My next thought was to use the text in the address fields to create the match. To shorten the story, I used .strip() to remove extra spaces on each data column that contained address data then used .upper() to normalize the data. I then concatenated the fields into one Address field. I repeated this process on both sheets which should give me a single field to create the join. This field is formatted as a text field. However, with all of this on a table of over 3.4 million records I am only getting ~10k matches. If I copy and paste an address from the table into a blank excel sheet and do the same for the corresponding entry on the other table, I can use the remove duplicate tool in excel and it confirms the entries are matches.
What might I be missing?
can you find an example for an entry that didn't match and post it?
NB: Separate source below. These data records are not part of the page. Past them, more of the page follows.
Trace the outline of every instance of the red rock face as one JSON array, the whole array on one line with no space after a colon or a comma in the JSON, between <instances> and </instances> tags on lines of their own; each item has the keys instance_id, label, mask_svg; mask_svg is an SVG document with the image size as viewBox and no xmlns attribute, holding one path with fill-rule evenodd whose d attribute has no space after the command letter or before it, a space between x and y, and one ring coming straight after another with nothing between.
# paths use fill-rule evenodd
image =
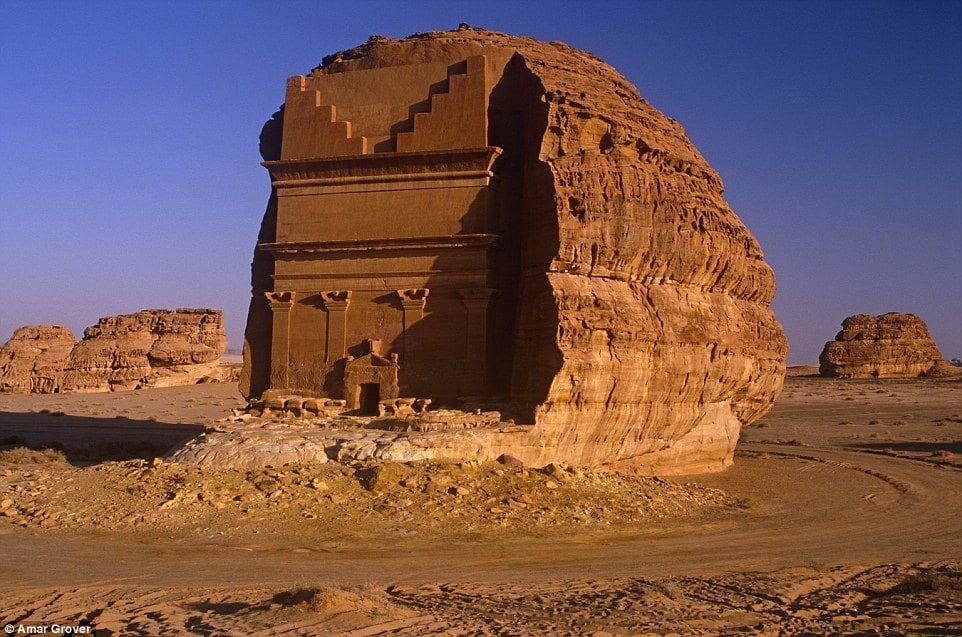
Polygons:
<instances>
[{"instance_id":1,"label":"red rock face","mask_svg":"<svg viewBox=\"0 0 962 637\"><path fill-rule=\"evenodd\" d=\"M819 372L839 378L916 378L945 374L942 353L914 314L856 314L825 343ZM951 371L951 370L949 370Z\"/></svg>"},{"instance_id":2,"label":"red rock face","mask_svg":"<svg viewBox=\"0 0 962 637\"><path fill-rule=\"evenodd\" d=\"M0 349L0 390L187 385L210 374L226 347L220 310L144 310L102 318L77 343L65 327L27 326Z\"/></svg>"},{"instance_id":3,"label":"red rock face","mask_svg":"<svg viewBox=\"0 0 962 637\"><path fill-rule=\"evenodd\" d=\"M490 442L493 457L660 473L730 464L740 427L781 390L787 342L772 270L677 122L590 53L488 31L372 39L314 73L472 56L491 73L494 173L515 193L500 360L528 426ZM262 241L273 240L273 206ZM255 297L272 289L272 267L255 258ZM255 298L248 395L265 388L265 313Z\"/></svg>"}]
</instances>

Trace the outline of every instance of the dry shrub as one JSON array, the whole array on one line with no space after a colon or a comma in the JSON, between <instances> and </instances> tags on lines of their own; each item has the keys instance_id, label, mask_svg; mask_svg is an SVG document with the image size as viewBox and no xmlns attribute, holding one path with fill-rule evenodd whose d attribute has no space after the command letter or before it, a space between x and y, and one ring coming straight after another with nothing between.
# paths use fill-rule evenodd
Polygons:
<instances>
[{"instance_id":1,"label":"dry shrub","mask_svg":"<svg viewBox=\"0 0 962 637\"><path fill-rule=\"evenodd\" d=\"M59 449L29 449L14 447L0 451L0 464L47 464L50 462L66 462L67 458Z\"/></svg>"},{"instance_id":2,"label":"dry shrub","mask_svg":"<svg viewBox=\"0 0 962 637\"><path fill-rule=\"evenodd\" d=\"M392 606L384 591L373 585L318 584L281 591L271 603L295 610L333 615L361 612L371 616Z\"/></svg>"},{"instance_id":3,"label":"dry shrub","mask_svg":"<svg viewBox=\"0 0 962 637\"><path fill-rule=\"evenodd\" d=\"M908 575L881 595L962 593L962 573L956 571L923 571Z\"/></svg>"}]
</instances>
The duplicate tool isn't useful here as you could have repeat address data in one table, so it's identifying potentially duplicates within table one and two, not validating all joined addresses should have a match..
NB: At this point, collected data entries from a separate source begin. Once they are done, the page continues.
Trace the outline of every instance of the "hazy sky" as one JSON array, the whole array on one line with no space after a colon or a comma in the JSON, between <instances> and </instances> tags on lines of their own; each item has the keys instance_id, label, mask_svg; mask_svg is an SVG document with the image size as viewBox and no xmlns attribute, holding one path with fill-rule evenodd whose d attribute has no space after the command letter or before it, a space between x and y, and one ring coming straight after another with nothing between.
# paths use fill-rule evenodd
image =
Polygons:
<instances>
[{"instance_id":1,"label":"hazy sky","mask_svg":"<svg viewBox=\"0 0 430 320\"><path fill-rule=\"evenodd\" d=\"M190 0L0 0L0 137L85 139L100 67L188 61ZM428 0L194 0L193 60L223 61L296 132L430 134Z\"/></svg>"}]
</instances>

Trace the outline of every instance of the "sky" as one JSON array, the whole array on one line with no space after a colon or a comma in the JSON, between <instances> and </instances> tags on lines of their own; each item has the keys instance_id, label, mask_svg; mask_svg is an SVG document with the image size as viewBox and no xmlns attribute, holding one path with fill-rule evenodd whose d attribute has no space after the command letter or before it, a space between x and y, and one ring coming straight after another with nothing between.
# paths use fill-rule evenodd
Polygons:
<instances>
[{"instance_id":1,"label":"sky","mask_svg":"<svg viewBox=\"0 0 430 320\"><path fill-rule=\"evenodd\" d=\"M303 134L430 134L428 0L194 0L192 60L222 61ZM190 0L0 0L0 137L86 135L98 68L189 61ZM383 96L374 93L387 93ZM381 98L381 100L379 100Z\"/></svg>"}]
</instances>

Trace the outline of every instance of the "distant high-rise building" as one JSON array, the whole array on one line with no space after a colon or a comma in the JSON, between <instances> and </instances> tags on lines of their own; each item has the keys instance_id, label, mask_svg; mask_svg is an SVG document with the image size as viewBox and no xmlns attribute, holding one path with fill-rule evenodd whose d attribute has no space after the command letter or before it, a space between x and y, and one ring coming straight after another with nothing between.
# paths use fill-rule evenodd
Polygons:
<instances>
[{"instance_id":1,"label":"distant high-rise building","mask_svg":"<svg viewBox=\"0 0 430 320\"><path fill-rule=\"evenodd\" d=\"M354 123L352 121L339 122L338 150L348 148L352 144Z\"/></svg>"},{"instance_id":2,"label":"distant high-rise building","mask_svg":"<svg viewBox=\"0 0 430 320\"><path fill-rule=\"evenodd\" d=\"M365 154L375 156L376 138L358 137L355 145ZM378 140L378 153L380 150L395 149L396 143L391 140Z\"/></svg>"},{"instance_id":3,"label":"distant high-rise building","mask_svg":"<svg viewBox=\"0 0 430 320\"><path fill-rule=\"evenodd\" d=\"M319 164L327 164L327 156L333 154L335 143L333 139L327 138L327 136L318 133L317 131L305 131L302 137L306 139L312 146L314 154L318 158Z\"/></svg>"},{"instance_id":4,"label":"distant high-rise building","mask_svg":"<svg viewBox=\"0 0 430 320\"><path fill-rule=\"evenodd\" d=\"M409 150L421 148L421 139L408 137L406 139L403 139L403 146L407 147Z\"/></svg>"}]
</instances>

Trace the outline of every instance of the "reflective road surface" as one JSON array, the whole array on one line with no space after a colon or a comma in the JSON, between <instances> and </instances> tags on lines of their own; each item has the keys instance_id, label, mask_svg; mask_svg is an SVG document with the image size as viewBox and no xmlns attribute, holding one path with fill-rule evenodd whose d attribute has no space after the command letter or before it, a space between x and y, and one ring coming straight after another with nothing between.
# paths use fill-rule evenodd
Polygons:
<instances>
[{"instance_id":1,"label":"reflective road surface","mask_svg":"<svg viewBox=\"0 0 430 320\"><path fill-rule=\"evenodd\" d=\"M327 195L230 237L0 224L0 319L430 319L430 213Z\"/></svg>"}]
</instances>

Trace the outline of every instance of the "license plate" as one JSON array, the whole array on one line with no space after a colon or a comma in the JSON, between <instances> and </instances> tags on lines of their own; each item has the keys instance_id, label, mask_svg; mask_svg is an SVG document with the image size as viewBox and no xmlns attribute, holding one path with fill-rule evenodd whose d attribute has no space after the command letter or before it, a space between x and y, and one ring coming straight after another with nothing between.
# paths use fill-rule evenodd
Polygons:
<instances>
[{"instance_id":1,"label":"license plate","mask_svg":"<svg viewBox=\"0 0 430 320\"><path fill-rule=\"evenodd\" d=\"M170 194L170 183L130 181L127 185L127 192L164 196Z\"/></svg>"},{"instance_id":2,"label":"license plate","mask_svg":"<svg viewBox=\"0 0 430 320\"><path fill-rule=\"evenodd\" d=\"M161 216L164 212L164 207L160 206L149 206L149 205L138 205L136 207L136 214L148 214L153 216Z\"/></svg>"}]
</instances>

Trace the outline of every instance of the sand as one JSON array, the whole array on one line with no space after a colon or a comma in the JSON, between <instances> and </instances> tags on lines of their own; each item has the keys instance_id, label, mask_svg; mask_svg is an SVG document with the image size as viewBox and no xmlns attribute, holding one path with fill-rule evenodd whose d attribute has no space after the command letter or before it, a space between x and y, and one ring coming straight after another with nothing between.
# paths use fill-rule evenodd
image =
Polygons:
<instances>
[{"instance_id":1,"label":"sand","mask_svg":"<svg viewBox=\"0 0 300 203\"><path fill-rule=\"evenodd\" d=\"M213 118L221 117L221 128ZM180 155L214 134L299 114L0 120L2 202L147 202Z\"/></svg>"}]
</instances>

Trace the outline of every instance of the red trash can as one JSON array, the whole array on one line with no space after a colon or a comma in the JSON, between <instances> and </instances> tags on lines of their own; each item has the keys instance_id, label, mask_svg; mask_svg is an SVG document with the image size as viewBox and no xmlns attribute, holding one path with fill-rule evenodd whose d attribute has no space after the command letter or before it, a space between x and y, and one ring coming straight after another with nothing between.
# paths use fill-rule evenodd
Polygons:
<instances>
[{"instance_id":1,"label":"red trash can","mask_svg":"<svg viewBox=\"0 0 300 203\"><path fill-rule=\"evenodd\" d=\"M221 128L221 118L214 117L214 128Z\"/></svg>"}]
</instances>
It sounds like you don't have matching addresses. I'd also be suspect that addresses would match if your lat/longs don't.
Hey Chris,
While I agree there could be duplicate data points within each data set, In this case, I specifically copied out 1 record in each set of data that should match over to excel to see if the duplication tool would remove 1 of the records. It did in fact accomplish this indicating that they do in fact match, at least in excel. When I run the join in ESRI it fails to make the join on the record I checked. Do you know of a script I can run that would point out differences between 2 entries? That might give me a starting point for troubleshooting.
Are there double spaces within the address fields? I was just going through a similar exercise and had "123 Main St" and "123 Main St". See the difference? 😁
Anyway, text.replace(" ", " ")
(BTW: anytime I have a text key field that has spaces, I run .strip() and .replace(" ", " ") before anything else.